In a nutshell
This study examined the effectiveness of the combination bortezomib, rituximab, and dexamethasone (BORID) in patients with relapsed or refractory (did not respond to treatment) mantle cell lymphoma. This study concluded that this combination was effective and tolerable in these heavily pretreated patients.
Some background
Mantle cell lymphoma (MCL) is an aggressive and hard to treat type of non-Hodgkin lymphoma. Intense treatments, such as high-dose chemotherapy and stem cell (immature blood cell) transplantation may be effective, but many patients cannot tolerate this intensity. This includes patients with other medical conditions or older patients.

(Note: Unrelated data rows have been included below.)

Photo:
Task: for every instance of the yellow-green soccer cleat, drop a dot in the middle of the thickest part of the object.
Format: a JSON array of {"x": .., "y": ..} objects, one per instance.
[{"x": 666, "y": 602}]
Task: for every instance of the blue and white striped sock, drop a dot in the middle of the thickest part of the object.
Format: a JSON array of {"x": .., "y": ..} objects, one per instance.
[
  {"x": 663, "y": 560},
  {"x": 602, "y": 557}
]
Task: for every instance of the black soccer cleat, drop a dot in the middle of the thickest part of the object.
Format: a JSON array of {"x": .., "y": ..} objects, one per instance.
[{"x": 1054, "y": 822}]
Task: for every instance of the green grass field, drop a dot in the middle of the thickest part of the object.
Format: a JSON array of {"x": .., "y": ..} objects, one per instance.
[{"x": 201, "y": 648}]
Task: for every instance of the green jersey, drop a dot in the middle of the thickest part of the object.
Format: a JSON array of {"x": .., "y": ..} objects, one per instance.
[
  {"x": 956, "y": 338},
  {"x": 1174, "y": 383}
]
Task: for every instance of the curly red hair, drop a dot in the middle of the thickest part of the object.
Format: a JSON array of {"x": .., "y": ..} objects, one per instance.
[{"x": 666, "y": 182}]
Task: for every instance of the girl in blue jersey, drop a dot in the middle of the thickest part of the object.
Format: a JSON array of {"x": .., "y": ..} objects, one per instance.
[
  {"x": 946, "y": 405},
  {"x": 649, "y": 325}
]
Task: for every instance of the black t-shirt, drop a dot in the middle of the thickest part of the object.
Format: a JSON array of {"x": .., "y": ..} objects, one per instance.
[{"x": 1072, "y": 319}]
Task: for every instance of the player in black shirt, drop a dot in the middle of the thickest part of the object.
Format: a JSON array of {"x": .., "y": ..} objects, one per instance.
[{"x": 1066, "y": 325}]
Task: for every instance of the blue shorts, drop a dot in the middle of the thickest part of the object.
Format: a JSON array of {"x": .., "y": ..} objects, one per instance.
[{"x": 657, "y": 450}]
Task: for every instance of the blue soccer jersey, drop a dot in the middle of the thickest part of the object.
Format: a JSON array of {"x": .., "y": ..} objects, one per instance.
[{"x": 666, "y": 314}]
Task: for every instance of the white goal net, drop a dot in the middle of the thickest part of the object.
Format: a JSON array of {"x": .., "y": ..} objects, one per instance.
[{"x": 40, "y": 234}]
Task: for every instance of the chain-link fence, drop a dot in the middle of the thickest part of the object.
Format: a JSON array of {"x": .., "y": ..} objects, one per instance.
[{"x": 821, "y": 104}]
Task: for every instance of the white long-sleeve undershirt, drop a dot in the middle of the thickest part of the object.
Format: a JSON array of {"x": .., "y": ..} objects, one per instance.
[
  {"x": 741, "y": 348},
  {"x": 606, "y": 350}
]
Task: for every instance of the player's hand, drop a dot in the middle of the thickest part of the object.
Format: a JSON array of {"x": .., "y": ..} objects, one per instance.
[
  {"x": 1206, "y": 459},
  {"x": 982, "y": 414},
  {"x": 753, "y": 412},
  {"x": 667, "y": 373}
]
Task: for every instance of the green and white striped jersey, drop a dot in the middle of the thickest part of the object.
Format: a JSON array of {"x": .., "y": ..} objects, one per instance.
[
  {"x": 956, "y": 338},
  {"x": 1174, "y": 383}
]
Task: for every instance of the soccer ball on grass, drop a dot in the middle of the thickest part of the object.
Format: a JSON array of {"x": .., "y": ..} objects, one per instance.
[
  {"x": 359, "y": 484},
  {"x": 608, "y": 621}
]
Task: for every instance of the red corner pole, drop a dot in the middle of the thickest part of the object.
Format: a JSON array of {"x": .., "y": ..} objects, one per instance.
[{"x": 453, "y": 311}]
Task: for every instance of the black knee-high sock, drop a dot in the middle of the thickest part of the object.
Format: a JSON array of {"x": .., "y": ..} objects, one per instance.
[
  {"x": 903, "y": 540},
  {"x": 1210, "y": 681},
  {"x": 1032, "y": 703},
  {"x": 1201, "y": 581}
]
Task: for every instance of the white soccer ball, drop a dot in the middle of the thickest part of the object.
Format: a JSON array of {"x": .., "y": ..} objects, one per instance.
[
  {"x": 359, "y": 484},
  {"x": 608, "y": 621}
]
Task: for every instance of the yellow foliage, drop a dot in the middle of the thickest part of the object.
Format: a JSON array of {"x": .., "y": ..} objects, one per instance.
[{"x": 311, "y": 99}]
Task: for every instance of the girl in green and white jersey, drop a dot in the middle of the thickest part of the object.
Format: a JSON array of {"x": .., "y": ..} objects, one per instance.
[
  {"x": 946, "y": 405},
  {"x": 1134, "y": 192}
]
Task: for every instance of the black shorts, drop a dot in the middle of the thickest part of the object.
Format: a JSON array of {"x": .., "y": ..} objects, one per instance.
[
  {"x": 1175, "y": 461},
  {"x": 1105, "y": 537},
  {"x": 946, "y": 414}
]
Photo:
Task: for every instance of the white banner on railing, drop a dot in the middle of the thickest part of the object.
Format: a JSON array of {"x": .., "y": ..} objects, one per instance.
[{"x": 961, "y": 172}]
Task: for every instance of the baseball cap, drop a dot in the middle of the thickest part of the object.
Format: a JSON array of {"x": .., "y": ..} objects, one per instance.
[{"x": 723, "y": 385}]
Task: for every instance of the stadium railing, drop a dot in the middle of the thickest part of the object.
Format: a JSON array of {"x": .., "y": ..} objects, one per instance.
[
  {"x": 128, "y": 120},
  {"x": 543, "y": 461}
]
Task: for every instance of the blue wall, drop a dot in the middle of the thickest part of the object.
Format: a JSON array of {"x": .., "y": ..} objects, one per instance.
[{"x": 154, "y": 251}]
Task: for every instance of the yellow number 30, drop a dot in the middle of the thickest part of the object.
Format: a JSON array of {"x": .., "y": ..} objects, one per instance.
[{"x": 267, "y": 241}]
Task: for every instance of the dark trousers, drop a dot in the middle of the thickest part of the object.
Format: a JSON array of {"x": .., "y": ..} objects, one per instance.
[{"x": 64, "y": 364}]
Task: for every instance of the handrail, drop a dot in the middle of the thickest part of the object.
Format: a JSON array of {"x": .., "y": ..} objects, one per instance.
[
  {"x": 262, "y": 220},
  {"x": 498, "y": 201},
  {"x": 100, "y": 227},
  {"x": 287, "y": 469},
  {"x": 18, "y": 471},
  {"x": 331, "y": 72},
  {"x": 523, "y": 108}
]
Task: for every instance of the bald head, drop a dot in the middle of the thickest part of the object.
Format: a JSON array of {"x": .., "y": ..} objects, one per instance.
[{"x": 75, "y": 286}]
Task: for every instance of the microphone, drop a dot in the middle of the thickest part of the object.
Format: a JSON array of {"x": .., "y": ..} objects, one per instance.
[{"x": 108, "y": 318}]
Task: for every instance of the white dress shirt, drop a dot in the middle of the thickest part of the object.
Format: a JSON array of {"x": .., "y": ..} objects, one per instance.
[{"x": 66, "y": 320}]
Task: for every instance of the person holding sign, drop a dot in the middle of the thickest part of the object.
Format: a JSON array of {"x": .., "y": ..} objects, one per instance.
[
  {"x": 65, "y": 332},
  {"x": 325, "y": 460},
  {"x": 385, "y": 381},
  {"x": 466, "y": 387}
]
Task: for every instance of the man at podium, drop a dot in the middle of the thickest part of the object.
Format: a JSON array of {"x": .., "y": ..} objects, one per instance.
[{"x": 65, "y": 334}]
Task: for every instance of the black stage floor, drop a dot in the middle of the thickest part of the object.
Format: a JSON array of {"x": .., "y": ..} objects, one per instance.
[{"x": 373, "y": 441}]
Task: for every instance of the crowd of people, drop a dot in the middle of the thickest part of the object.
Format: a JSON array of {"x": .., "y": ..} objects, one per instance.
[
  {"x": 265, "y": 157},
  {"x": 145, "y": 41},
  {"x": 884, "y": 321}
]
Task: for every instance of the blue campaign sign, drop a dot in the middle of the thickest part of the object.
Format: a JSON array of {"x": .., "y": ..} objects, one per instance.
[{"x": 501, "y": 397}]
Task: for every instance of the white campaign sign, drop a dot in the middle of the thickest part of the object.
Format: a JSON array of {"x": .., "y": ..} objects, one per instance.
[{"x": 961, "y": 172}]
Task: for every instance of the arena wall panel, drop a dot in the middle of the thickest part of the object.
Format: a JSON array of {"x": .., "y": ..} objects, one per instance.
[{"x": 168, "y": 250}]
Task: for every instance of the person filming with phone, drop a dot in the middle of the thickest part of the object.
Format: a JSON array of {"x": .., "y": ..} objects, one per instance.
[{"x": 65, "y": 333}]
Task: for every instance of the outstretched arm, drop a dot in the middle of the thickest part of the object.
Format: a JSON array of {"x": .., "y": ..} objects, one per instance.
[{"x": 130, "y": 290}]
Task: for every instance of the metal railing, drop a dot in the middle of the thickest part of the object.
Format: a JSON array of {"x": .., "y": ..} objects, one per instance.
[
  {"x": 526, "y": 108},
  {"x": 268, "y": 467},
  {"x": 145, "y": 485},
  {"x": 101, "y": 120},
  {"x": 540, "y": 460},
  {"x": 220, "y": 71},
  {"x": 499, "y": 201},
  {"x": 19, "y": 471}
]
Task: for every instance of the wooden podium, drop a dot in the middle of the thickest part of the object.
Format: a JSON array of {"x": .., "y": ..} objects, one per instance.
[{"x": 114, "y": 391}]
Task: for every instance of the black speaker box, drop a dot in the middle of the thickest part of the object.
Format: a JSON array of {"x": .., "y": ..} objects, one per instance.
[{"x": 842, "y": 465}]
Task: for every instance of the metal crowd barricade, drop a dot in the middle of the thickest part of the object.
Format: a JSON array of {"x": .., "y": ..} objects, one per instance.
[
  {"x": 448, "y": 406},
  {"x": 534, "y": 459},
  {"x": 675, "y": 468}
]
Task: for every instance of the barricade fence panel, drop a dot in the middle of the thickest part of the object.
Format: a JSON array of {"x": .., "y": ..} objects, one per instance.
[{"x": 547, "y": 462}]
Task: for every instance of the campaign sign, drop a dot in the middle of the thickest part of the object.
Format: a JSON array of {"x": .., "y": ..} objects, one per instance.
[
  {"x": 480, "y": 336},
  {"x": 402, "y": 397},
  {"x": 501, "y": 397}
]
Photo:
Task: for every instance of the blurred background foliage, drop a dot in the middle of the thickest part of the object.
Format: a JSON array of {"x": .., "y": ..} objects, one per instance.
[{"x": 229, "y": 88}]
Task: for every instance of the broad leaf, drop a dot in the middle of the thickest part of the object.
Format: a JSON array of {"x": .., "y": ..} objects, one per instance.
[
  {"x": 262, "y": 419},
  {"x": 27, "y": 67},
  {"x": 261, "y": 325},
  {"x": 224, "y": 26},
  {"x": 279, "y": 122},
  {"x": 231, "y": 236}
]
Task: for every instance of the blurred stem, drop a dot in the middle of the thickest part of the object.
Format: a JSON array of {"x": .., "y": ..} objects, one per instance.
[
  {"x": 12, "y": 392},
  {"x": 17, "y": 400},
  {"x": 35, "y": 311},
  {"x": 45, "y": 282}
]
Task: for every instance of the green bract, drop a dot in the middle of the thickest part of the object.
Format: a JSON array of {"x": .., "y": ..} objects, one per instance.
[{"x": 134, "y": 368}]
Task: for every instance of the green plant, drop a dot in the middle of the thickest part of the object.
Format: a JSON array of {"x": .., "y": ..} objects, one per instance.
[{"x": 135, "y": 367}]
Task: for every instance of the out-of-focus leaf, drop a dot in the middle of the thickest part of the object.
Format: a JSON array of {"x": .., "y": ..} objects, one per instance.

Bortezomib is a proteasome inhibitor. The proteasome is a molecule involved in cell growth and death. Blocking the proteasome can decrease cancer cell growth and increase cancer cell death. Previous studies have shown bortezomib to be effective as a single therapy in MCL. It is not clear whether it is safe and effective when combined with other common MCL treatments, such as rituximab and dexamethasone (BORID).
Methods & findings
This study examined the safety and effectiveness of the BORID combination. Sixteen patients with relapsed/refractory MCL were included. All patients had been previously treated with the chemotherapy combination CHOP (cyclophosphamide, doxorubicin, vincristine, and prednisone). 88% had been previously treated with rituximab. 31% had undergone stem cell transplantation.
BORID treatment led to an 81.3% overall response rate. There was a complete remission (CR, no sign of disease) in 43.8%. There was a partial response (decreased cancer activity) in 37.5%. Average time to disease progression was 12.1 months. Average overall survival (time from treatment until death from any cause) was 38.7 months. CR was associated with longer times to disease progression. Five patients were still in CR after 48 months.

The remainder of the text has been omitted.